Comment by Findecanor
1 day ago
I haven't seen compilers optimise integer `a+(b+c)` to `(a+b)+c` that much either.
I'm looking for ways to do that in my home-made compiler back-end. If you've got an example (on compiler explorer, a paper, blog or whatever), I'd be interested in reading about it.
I'd agree that fixed point would have sufficed in many cases where people use floating point. But floating point can be more convenient, with the increased range providing some protection against overflow.
These optimizations are often hidden when the compiler need to do some loop interchange optimizations.
If the order of the operations is important because you don't have associativity then you can't legally do it.
You can have special flags (-fassociative-math) for floats which allows to treat them as if they are associative but these mean your program result will depend on which optimization the compiler picked.
And it turns out that these loop reordering optimizations are really useful when you need to do some backward automatic differentiation. Because all the loops are basically iterated in reverse for the automatically generated code of the backward pass.

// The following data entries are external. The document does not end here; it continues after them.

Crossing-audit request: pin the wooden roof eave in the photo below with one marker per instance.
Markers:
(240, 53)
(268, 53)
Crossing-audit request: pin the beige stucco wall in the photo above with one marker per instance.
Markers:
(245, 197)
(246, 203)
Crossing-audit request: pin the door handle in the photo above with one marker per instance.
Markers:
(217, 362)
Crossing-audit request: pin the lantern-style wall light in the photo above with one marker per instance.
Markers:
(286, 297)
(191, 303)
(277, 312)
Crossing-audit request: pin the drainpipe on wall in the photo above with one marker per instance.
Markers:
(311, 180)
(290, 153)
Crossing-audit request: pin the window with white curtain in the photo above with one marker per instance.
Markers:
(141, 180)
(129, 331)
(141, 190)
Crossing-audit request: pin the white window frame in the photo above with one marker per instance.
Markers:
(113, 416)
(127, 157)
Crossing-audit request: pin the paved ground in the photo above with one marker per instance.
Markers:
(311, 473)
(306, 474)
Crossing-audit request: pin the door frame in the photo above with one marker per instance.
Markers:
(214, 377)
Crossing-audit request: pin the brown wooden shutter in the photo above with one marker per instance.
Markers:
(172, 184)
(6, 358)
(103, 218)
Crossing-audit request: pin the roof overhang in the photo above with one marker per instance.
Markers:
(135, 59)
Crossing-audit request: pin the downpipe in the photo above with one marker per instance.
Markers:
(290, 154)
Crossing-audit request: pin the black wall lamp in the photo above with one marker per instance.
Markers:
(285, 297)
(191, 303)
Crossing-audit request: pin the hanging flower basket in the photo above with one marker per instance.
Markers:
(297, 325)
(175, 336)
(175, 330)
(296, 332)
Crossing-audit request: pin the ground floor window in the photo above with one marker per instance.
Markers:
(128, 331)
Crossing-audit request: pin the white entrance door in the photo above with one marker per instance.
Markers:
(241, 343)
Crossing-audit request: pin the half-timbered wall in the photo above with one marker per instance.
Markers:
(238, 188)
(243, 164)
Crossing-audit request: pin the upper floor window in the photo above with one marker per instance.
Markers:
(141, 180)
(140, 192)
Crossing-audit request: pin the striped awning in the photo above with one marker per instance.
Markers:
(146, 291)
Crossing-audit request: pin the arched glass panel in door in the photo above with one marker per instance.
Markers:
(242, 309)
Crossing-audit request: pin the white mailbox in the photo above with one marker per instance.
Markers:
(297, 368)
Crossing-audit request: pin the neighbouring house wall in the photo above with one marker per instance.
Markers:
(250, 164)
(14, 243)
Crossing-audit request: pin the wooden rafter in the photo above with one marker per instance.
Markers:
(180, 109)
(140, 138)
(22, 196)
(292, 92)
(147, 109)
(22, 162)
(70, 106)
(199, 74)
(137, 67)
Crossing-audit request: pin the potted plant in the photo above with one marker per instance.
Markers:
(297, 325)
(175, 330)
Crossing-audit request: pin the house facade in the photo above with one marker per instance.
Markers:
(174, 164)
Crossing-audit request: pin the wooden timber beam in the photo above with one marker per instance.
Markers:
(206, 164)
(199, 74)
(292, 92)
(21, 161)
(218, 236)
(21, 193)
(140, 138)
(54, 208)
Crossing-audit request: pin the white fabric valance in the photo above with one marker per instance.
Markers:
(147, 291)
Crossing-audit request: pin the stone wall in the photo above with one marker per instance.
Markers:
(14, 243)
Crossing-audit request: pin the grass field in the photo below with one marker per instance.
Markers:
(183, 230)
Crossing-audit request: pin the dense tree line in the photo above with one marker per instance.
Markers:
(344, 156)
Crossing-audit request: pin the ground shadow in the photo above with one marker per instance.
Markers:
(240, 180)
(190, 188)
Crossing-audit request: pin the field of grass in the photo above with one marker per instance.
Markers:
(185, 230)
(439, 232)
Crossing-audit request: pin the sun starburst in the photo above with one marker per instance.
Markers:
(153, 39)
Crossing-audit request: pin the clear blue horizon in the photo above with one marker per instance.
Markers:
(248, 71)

But the memory access pattern for the backward pass are not contiguous if you don't interchange the loop order, which the compiler can't do legally because of floats. Nor can he then merge loops together. Which is really useful because if you can merge the forward pass with the backward pass then you don't have to keep values inside a "tape".
So basically you can't rely on compiler optimizations, so your auto-differentiator can't benefit from existing compiler progress. (You can have look either at Julia Zygote, or enzyme which rely on compiler optimizations chaining well). Or you write backward passes manually.
You have for sure seen this in constant propagation.
Pruning the data-flow graph depth-first, sure, but moving edges in it is beyond anything I've read so far.